Verity laughed. Almost derisively.
Then, she began to strip, flinging her clothes down onto the boardwalk haphazardly. If anyone was buried beneath it, well, it wasn't as if she was carrying rocks in her pockets or anything.
"Like penguins, Sofia?"
Gooseflesh rose from pale skin that was awash in the afterglow, the sting of the sea breeze felt ever more keenly now that Verity was in nothing more than her swimsuit, a plain yellow bikini that complemented her figure only in that her body itself was plain and non-descript, like a eraser right out the box.
The girl was certainly nothing to look at.
But the way she stood, standing on the slant of the dockhouse roof, one foot raised as she rolled the digits of her toes, both hands back to pull her hair into a ponytail, her forehead gleaming the magenta hues of twilight, perhaps one would get a strange feeling.
Whether weather fair or foul, whether winter or summer, whether traditions or superstition, whether in solitude or in company, Verity Oxenbridge had always intended on a swim.
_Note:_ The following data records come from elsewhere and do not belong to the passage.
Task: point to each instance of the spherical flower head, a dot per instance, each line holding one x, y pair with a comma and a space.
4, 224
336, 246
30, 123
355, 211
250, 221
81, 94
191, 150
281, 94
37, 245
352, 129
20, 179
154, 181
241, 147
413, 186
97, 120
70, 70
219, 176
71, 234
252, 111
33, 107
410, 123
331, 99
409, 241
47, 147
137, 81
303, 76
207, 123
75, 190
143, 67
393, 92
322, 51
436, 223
The day had gone by as a slog - no change there from the usual. Yet on his mind was the eternal ponder over what it was he was asked to attend. It occupied half of his attention and only led to the day dragging. In time, however, the school hours were over, and he was back in his dorm, debating himself as to whether he should go. Of course, he thought it wasn't exactly something promising, but he hadn't made any enemies to his knowledge to justify something targeted. The school year was far too early for that to happen. Still, it did beckon as to why anyone would've requested him in any secretive "under-the-door" fashion.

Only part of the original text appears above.